Os atos clínicos, individuais ou coletivos, as condutas psicoterápicas, os procedimentos cirúrgicos, todos se assentam, ou deveriam, basear-se em evidências. E as "evidências" são construções científicas provindas de pesquisas, cujos resultados são expostos, anonimamente, ao parecer de especialistas "neutros", i.e., que desconhecem os autores dos estudos, julgando o embasamento do que estes defendem. Revistas científicas de alto impacto, as que gozam do maior crédito, por serem mais lidas e mais citadas, chegam a examinar centenas de trabalhos, algumas alcançam 600 artigos, para que os pareceristas possam dar aval a apenas um, que será, então, publicado. É uma espécie de selo de qualidade para artigos em revistas, como Nature, Science, The Lancet, Presse Médicale, Revista de Saúde Pública (USP), para nomear algumas das que mais circulam.
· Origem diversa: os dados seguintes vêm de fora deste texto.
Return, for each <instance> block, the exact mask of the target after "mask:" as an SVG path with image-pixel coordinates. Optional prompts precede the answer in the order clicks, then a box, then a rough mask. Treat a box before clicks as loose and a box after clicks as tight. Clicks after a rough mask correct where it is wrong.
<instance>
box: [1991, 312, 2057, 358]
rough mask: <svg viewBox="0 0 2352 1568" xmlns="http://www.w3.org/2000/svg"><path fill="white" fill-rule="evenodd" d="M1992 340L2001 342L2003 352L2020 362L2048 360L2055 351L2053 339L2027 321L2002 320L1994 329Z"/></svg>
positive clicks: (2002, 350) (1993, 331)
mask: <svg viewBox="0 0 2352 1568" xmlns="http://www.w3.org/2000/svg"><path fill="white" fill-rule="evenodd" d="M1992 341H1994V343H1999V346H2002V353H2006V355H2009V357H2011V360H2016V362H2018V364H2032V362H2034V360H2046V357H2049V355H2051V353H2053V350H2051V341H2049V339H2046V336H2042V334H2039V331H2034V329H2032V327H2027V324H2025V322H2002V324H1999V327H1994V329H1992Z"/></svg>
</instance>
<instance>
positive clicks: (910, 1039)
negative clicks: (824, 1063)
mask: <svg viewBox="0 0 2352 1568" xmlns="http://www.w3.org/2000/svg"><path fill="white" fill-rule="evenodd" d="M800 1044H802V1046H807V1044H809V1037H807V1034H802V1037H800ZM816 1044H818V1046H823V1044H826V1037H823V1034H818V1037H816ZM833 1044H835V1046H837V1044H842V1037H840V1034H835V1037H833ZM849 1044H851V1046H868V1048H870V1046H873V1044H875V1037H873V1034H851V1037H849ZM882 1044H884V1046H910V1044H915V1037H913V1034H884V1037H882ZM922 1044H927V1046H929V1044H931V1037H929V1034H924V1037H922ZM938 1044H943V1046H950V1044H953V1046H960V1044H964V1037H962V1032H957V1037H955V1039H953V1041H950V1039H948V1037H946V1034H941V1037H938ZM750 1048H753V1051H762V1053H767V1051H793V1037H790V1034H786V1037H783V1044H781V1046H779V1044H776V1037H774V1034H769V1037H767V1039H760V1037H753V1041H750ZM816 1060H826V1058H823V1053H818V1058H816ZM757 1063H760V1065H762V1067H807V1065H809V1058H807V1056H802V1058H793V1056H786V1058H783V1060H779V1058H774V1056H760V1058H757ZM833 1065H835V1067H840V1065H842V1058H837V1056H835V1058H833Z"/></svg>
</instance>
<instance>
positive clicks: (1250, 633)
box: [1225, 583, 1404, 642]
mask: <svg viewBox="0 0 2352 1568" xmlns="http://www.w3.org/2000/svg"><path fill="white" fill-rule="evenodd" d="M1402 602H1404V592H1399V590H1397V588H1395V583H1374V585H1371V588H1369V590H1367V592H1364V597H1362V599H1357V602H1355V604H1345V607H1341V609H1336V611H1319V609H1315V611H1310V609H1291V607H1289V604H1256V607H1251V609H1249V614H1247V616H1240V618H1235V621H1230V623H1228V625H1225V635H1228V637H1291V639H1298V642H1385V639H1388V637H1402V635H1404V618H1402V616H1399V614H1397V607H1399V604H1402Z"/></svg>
Mesmo assim, há que se ter presente questões filosóficas sutis quanto ao conceito de evidência, expressas, p.e., em O Tratado da Evidência, de 1996, do filósofo português Fernando Gil, hoje na França, para demonstrar que o que nos parece evidência, em algo se aproxima de alucinações. Deixemos por aqui, sem maior debate, pois o objetivo é de que apenas não nos descansemos sobre a noção de "evidência", "descanso" observável no meio médico, pois ela própria enfrenta fragilidades várias, atenuando, assim, a forma de "certeza" despertada pela noção - assim ingênua - de "evidência".

Tais considerações provêm de artigo inspirador sobre epistemologia do processo diagnóstico, de Harrington, publicado na Pediatric Clinics of North America, 1965, onde o autor fundamenta a ideia, bastante óbvia e um tanto deixada de lado, de que se fizermos um diagnóstico incompleto, o tratamento será, inescapavelmente, inadequado. A questão é ainda mais premente na área psicológica, onde o fato de que os diagnósticos dependam exclusivamente de avaliações observacionais, clínicas, mais ou menos numerosas - pois não há um "exame" que confirme o quadro - para, então, dispormos de precisão, tanto diagnóstica, quanto terapêutica.

O texto vai para Antônio Boabaid e Michel Zanchi, jovens companheiros do trabalho que compartilhamos, dia a dia, em hospícios da cidade.